5 Hat eine anwaltlich vertretene Prozesspartei in der Berufungsverhandlung davon abgesehen, einen entsprechenden Beweisantrag zu stellen, so verletzt ein Berufungsgericht seine Aufklärungspflicht grundsätzlich nicht, wenn es von einer Beweisaufnahme absieht, die weder von einer Partei beantragt ist noch sich den Umständen nach aufdrängt (vgl. Beschlüsse vom 6. März 1995 - BVerwG 6 B 81.94 - Buchholz 310 § 86 Abs. 1 VwGO Nr. 265 und vom 14. Juni 2005 - BVerwG 2 B 108.04 - Buchholz 235.1 § 58 BDG Nr. 1 = NVwZ 2005, 1199). Hier allerdings drängte sich eine weitere Beweisaufnahme auf, auch ohne dass die Beklagte sie förmlich beantragen musste. Denn wie sich aus den Darlegungen auf S. 13 des Urteilsabdrucks ergibt, war dem Berufungsgericht klar, dass es einen wesentlichen Entlastungsgrund darstellen konnte, wenn sich die Behauptung der Beklagten als wahr erwiesen hätte, dass ihre Vorgesetzten von der von der Beklagten geübten Praxis Kenntnis und sie stillschweigend geduldet oder sogar ausdrücklich gebilligt hatten, zumal „es allem Anschein nach geduldet war, dass die in der Abteilung der Beklagten tätigen Beamten verschiedene Dinge, die sonst vernichtet worden wären, der unzustellbaren Post entnehmen durften ...“. Ob es sich dabei um einen „anerkannten“ Milderungsgrund handelte oder nicht, hat im Rahmen der nach § 13 BDG gebotenen Gesamtbetrachtung keine allein ausschlaggebende Bedeutung (vgl. Urteil vom 20. Oktober 2005 - BVerwG 2 C 12.04 - BVerwGE 124, 252 <ff.>).
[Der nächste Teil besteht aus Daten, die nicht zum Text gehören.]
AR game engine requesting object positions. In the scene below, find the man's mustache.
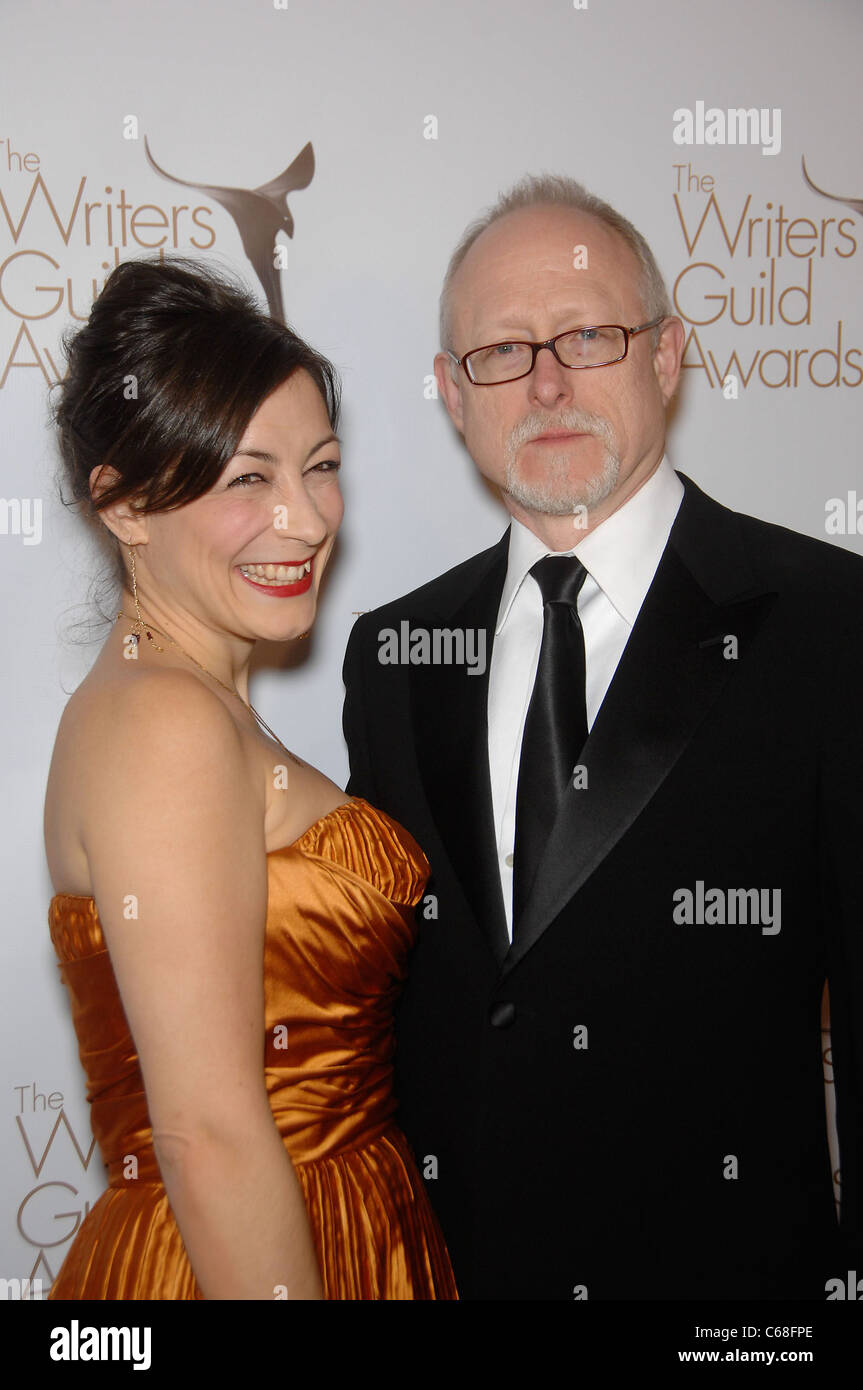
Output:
[509,409,614,452]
6 Gemäß § 58 Abs. 1 BDG erhebt das Gericht die erforderlichen Beweise. Demnach hat es grundsätzlich selbst diejenigen Tatsachen festzustellen, die für den Nachweis des Dienstvergehens und die Bemessung der Disziplinarmaßnahme von Bedeutung sind (vgl. auch BTDrucks 14/4659, S. 49, zu § 58 BDG). Entsprechend § 86 Abs. 1 VwGO folgt daraus die Verpflichtung, diejenigen Maßnahmen der Sachaufklärung zu ergreifen, die sich nach Lage der Dinge aufdrängen. Dies gilt gemäß § 65 Abs. 1 Satz 1 BDG auch für die Berufungsinstanz. Hier bedurfte nicht nur der praktische Betriebsablauf in der Dienststelle der Beklagten der Aufklärung, sondern ebenso, inwieweit Vorgesetzte sich um regelwidrige Abläufe kümmerten, ihnen entgegentraten oder sie duldeten.
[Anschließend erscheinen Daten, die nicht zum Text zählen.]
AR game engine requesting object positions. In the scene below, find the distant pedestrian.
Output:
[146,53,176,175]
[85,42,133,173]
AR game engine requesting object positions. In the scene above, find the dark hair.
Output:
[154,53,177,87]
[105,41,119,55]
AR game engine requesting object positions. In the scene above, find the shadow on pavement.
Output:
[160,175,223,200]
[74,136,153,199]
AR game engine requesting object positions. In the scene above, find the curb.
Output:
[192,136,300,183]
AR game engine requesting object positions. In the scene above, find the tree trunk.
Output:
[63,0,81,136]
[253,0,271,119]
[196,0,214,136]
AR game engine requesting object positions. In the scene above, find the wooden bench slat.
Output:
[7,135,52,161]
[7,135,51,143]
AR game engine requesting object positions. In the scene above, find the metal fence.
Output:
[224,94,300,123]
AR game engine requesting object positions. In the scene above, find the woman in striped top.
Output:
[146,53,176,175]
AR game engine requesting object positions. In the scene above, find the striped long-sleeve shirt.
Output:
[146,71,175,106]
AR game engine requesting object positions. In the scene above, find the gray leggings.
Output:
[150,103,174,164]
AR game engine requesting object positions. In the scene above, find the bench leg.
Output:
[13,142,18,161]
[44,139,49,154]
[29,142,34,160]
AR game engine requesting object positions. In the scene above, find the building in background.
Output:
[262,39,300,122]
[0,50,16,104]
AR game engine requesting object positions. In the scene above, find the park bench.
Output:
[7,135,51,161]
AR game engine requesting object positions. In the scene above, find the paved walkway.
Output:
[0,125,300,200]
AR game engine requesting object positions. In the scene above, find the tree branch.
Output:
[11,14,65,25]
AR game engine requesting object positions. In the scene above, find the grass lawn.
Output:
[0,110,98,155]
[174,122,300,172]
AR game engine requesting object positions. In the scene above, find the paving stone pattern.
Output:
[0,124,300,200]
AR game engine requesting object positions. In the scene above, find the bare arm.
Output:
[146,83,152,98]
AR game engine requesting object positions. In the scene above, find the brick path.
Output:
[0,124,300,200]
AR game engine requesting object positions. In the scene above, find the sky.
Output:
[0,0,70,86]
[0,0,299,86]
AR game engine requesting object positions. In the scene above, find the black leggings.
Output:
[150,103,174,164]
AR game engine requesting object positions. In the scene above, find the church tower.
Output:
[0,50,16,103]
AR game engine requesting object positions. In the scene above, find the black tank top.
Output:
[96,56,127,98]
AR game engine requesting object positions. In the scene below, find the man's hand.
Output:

7 Zum Zwecke der Verfahrensbeschleunigung macht der Senat von der in § 133 Abs. 6 VwGO vorgesehenen Möglichkeit Gebrauch und verweist den Rechtsstreit zur anderweitigen Verhandlung und Entscheidung an das Berufungsgericht zurück.
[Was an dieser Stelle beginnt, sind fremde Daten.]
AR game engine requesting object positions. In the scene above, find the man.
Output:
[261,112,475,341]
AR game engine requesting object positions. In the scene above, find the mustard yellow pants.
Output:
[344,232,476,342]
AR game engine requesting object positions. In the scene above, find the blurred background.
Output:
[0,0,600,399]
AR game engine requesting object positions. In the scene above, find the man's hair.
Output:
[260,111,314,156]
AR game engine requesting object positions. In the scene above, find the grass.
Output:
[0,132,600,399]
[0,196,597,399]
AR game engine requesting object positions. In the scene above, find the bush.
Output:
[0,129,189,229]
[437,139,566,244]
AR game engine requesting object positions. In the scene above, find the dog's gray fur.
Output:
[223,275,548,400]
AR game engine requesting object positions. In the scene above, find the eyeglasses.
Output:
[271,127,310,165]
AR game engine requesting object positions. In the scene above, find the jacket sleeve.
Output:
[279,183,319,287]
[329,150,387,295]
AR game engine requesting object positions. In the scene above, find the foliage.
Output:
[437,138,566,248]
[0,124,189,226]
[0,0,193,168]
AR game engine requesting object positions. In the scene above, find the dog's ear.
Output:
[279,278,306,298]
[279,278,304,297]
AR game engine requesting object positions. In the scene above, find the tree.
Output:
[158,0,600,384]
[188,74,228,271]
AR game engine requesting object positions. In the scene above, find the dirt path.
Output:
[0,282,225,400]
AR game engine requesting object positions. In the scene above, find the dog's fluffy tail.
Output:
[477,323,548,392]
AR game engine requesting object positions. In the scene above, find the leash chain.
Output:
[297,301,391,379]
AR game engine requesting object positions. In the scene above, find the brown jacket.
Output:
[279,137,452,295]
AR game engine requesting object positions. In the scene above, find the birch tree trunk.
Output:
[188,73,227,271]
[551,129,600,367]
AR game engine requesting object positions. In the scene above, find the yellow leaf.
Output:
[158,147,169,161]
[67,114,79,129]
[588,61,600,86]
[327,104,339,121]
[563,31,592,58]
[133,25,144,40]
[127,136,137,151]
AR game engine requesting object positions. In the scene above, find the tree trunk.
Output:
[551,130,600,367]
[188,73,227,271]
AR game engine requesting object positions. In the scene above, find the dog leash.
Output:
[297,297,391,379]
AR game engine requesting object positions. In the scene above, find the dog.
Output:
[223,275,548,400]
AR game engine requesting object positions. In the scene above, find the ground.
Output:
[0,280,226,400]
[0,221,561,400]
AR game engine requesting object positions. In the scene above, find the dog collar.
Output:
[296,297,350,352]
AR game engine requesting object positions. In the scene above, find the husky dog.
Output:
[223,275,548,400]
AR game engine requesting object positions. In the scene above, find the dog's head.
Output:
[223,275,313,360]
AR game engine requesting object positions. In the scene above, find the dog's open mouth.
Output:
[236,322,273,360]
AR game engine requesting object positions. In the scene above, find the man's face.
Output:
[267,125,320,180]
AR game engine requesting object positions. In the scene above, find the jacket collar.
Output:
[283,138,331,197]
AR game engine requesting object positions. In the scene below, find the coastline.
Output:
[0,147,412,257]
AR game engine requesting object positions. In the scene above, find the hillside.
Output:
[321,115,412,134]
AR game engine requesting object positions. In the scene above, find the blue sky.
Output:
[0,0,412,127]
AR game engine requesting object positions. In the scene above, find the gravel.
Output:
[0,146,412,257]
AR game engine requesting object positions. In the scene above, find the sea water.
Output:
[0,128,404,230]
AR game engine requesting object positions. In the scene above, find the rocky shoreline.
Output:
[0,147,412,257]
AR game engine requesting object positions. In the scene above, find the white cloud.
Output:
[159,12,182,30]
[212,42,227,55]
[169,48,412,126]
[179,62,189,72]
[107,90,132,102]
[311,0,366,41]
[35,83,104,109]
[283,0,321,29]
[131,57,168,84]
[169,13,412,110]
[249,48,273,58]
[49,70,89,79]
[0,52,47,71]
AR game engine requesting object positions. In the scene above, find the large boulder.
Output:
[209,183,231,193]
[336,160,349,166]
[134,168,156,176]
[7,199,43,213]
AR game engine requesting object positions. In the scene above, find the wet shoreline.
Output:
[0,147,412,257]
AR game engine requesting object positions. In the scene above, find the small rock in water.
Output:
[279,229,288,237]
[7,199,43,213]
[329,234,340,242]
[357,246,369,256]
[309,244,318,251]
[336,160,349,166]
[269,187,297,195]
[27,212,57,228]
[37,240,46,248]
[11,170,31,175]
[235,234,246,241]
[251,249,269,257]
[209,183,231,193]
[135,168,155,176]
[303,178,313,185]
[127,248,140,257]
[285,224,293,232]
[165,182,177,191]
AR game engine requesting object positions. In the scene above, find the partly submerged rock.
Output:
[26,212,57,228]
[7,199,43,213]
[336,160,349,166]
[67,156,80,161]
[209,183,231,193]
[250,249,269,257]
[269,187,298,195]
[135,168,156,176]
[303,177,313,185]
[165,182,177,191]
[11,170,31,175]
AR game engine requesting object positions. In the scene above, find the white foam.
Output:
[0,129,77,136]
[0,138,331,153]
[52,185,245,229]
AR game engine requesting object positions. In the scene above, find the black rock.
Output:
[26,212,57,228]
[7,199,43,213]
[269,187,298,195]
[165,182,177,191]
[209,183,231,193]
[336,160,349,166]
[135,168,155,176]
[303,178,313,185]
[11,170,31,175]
8 Bei der erneuten Verhandlung und Entscheidung wird das Berufungsgericht Gelegenheit haben, seine Auffassung zu überprüfen, das der Beklagten zur Last gelegte Verhalten sei als „Zugriffsdelikt“ einzuordnen (UA S. 11). Abgesehen davon, dass es nach der Rechtsprechung des Senats für die Maßnahmebemessung auf diese Einordnung nicht allein entscheidend ankommt (s.o.; vgl. Urteil vom 20. Oktober 2005, a.a.O.), weist der Senat darauf hin, dass nach der Rechtsprechung des Disziplinarsenats ein „Zugriffsdelikt“ bei solchen Gegenständen ausscheidet, die zur Vernichtung bestimmt und bereits aussortiert sind. Das amtliche Anvertrautsein einer Sache setzt ein Erhaltungsinteresse voraus, das dann fehlt, wenn nur noch die Vernichtung oder das Verbringen in einen Müllcontainer zu erledigen ist (vgl. Urteile vom 16. Juni 1999 - BVerwG 1 D 67.98 - und vom 29. Oktober 1997 - BVerwG 1 D 65.96 - BVerwG DokBer B 1998, 147).